A version of this technology is currently used to manufacture small parts, but Camoplast is adapting it to enable the group to produce much larger parts.
Camoplast's adoption of this technology will allow the Sherbrooke, Quebec-based company to make parts with a process that will generate business opportunities by opening up new markets, said a Canadian government statement on the loan.
Automation and robotisation will boost the company's productivity while reducing energy consumption and waste and minimising environmental impacts, the statement added.
"Camoplast is delighted that the Government of Canada is taking part in this development project," according to Luc Janelle, vice president and director general of Camoplast Composite Solutions.
"To survive, companies have to be innovative.
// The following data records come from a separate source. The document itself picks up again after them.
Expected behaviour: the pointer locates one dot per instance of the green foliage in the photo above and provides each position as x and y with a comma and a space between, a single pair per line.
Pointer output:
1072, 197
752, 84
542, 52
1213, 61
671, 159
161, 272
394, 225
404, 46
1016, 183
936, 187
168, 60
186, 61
This motivates us to offer clients new complementary solutions that will help create jobs while having a positive impact on the environment," Janelle added, in the announcement.
The loan, part of total project costs of $5.8 million, is being made through Technology Partnerships Canada, an agency of Industry Canada-itself part of the Canadian industry ministry.
Camoplast currently uses an open-mould process to make parts for vehicles and machinery, including hulls and decks for personal watercraft and truck hoods and tops.
While this process meets environmental standards, it does so using local exhaust ventilation to eliminate atmospheric emissions, which needs a substantial amount of energy. Camoplast estimates that the CLF process would reduce typical propane gas consumption for the process by over 50 percent.
CLF uses a robot to spray a mixture of cut glass fibres and urethane resin on the lower surface of a mould. The mould is then transferred to a press where the upper mould half compresses the glass/resin mixture, which is then cured. Camoplast Inc., which employs 1900 people in 13 plants in the US, Canada, and Europe, calls itself "a world leader" in making off-road vehicles, rubber tracks and undercarriage systems. The group also makes composite and plastic parts for heavy vehicles, recreational, agricultural and industrial vehicles and transport products."